我很努力,很确定此行为是气流中的错误。我在这里为此创建了一张票:https://issues.apache.org/jira/browse/airflow-2910
现在,您能做的最好的方法是覆盖SimpleHttpoperator和Httphook,以更改httphook.get_conn的工作方式(接受https)。我可能最终这样做,如果我这样做,我会发布一些代码。update:
from airflow.operators.http_operator import SimpleHttpOperator
from airflow.exceptions import AirflowException
from operators.https_support.https_hook import HttpsHook
class HttpsOperator(SimpleHttpOperator):
def execute(self, context):
http = HttpsHook(self.method, http_conn_id=self.http_conn_id)
self.log.info("Calling HTTP method")
response = http.run(self.endpoint,
self.data,
self.headers,
self.extra_options)
if self.response_check:
if not self.response_check(response):
raise AirflowException("Response check returned False.")
if self.xcom_push_flag:
return response.text
from airflow.hooks.http_hook import HttpHook
import requests
class HttpsHook(HttpHook):
def get_conn(self, headers):
"""
Returns http session for use with requests. Supports https.
"""
conn = self.get_connection(self.http_conn_id)
session = requests.Session()
if "://" in conn.host:
self.base_url = conn.host
elif conn.schema:
self.base_url = conn.schema + "://" + conn.host
elif conn.conn_type: # https support
self.base_url = conn.conn_type + "://" + conn.host
else:
# schema defaults to HTTP
self.base_url = "http://" + conn.host
if conn.port:
self.base_url = self.base_url + ":" + str(conn.port) + "/"
if conn.login:
session.auth = (conn.login, conn.password)
if headers:
session.headers.update(headers)
return session
simplehttpoperator的Drop-In替换。
现在已经几个月大了,但是对于我没有任何问题,我没有任何问题。在我的初始测试中,我正在向SendGrid要求模板请求,因此连接是这样的:
Conn Id : sendgrid_templates_test
Conn Type : HTTP
Host : https://api.sendgrid.com/
Extra : { "authorization": "Bearer [my token]"}
get_templates = SimpleHttpOperator(
task_id='get_templates',
method='GET',
endpoint='/v3/templates',
http_conn_id = 'sendgrid_templates_test',
trigger_rule="all_done",
xcom_push=True
dag=dag,
)
有效。 另请注意,我的请求发生在分支机构运算符之后,因此我需要适当地设置触发规则(即使在一个分支机构被跳过时,“ all_done”以确保它发射),这与问题无关,但我只是想指出。

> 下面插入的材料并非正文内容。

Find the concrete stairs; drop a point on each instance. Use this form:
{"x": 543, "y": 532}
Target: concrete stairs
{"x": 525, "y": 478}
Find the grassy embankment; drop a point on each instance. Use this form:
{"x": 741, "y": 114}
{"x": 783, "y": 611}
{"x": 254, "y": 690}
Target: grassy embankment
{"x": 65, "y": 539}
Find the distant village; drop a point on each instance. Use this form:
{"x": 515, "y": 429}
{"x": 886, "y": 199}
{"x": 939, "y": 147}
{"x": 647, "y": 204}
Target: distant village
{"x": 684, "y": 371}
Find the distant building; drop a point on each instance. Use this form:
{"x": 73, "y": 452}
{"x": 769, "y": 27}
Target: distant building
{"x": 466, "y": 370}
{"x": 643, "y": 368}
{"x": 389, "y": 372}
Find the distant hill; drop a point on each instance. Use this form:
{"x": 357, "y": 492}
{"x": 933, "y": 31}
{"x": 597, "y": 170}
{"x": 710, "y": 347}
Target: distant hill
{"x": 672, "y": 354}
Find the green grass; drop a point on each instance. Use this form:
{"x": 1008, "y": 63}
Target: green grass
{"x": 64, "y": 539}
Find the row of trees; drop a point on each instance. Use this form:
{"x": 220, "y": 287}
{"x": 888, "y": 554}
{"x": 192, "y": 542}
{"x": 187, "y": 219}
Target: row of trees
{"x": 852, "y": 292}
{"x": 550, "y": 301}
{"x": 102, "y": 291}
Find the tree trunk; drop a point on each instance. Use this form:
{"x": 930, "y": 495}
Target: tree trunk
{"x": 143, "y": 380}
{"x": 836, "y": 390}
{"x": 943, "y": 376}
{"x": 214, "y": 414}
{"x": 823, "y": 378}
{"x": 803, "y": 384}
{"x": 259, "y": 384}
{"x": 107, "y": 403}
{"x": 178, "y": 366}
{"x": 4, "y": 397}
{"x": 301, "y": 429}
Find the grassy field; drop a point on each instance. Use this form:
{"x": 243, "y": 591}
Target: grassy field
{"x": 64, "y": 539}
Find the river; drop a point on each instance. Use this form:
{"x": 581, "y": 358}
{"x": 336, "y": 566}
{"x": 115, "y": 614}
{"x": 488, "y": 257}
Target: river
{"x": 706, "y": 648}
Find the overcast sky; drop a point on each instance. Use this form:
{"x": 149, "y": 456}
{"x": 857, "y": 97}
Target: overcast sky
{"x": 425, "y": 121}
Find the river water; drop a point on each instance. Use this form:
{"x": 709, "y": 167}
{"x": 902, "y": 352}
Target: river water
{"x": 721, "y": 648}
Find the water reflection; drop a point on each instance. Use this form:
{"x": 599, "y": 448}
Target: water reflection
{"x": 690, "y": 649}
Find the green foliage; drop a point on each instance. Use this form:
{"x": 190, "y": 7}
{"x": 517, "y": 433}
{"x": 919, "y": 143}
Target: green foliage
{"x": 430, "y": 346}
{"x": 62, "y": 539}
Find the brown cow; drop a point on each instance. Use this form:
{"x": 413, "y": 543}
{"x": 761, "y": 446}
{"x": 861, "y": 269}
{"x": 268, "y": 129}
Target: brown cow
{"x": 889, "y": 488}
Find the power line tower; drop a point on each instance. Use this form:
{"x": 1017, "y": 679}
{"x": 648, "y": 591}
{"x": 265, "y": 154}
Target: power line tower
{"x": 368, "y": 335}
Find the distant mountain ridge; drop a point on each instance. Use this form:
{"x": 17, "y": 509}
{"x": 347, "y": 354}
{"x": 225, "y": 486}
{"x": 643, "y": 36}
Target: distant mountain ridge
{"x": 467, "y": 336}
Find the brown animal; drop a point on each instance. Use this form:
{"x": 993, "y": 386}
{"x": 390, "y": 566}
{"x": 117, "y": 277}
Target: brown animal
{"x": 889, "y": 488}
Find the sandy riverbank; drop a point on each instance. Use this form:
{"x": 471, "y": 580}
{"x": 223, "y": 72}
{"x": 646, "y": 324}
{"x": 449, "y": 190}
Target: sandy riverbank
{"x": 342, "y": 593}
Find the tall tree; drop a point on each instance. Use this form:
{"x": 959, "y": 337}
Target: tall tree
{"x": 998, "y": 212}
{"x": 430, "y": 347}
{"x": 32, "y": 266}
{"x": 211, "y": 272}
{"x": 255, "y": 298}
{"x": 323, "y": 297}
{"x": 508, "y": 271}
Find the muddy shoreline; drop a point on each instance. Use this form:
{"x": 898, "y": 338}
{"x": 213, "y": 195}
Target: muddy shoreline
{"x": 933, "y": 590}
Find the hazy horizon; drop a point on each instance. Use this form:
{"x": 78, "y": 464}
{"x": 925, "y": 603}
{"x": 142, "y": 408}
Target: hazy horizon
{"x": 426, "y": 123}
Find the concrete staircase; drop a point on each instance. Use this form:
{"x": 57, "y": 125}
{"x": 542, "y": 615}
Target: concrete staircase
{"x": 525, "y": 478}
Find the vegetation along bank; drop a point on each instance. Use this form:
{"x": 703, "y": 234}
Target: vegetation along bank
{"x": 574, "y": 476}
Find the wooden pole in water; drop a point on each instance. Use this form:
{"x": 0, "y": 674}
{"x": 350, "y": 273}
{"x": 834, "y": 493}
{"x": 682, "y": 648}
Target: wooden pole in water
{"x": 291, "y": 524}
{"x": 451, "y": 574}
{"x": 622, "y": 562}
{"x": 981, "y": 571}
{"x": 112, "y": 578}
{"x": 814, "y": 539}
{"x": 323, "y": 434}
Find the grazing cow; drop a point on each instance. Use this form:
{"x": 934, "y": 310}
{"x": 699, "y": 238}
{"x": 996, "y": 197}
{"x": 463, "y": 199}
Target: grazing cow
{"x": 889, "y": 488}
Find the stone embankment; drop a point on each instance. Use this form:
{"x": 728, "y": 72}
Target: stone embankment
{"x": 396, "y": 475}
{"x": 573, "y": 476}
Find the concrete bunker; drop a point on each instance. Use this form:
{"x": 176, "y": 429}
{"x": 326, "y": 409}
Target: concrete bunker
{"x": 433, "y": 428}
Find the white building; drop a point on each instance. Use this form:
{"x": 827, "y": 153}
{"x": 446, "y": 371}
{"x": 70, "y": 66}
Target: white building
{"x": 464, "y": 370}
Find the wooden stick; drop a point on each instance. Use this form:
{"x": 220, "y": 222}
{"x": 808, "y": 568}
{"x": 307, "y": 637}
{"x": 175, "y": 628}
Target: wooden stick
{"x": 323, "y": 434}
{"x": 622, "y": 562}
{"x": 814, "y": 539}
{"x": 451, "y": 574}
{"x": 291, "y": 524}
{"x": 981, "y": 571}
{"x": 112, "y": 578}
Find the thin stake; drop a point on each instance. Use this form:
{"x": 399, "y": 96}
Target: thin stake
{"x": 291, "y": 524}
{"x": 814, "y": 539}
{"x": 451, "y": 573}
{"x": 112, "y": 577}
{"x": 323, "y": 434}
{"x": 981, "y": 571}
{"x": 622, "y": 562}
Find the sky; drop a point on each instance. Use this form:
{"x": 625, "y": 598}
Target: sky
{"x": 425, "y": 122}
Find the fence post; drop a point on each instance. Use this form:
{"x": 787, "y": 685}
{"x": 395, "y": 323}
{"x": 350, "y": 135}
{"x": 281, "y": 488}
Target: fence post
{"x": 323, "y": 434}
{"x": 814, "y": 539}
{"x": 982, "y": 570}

现在要清楚,我确实得到了不安全的请求警告,因为我没有启用证书验证。 但是您可以在下面看到结果日志
[2019-02-21 16:15:01,333] {http_operator.py:89} INFO - Calling HTTP method
[2019-02-21 16:15:01,336] {logging_mixin.py:95} INFO - [2019-02-21 16:15:01,335] {base_hook.py:83} INFO - Using connection to: id: sendgrid_templates_test. Host: https://api.sendgrid.com/, Port: None, Schema: None, Login: None, Password: XXXXXXXX, extra: {'authorization': 'Bearer [my token]'}
[2019-02-21 16:15:01,338] {logging_mixin.py:95} INFO - [2019-02-21 16:15:01,337] {http_hook.py:126} INFO - Sending 'GET' to url: https://api.sendgrid.com//v3/templates
[2019-02-21 16:15:01,956] {logging_mixin.py:95} WARNING - /home/csconnell/.pyenv/versions/airflow/lib/python3.6/site-packages/urllib3/connectionpool.py:847: InsecureRequestWarning: Unverified HTTPS request is being made. Adding certificate verification is strongly advised. See: https://urllib3.readthedocs.io/en/latest/advanced-usage.html#ssl-warnings
InsecureRequestWarning)
[2019-02-21 16:15:05,242] {logging_mixin.py:95} INFO - [2019-02-21 16:15:05,241] {jobs.py:2527} INFO - Task exited with return code 0
在气流2.x中,您可以通过在设置连接时传递
https
SimpleHttpOperator
如下所示。
my_api = SimpleHttpOperator(
task_id="my_api",
http_conn_id="YOUR_CONN_ID",
method="POST",
endpoint="/base-path/end-point",
data=get_data,
headers={"Content-Type": "application/json"},
)
尝试使用环境变量设置连接时,HTTP/HTTPS也存在相同的问题(尽管当我在UI上设置连接时,它起作用)。
opened (
https://issues.apache.org/jira/browse/AIRFLOW-2910) and you don't need to make a custom operator for that, the problem is not that HttpHook or HttpOperator can't use HTTPS, the problem is the way get_hook parse the connection string when dealing with HTTP, it actually了解第一部分(http://或https://)是连接类型。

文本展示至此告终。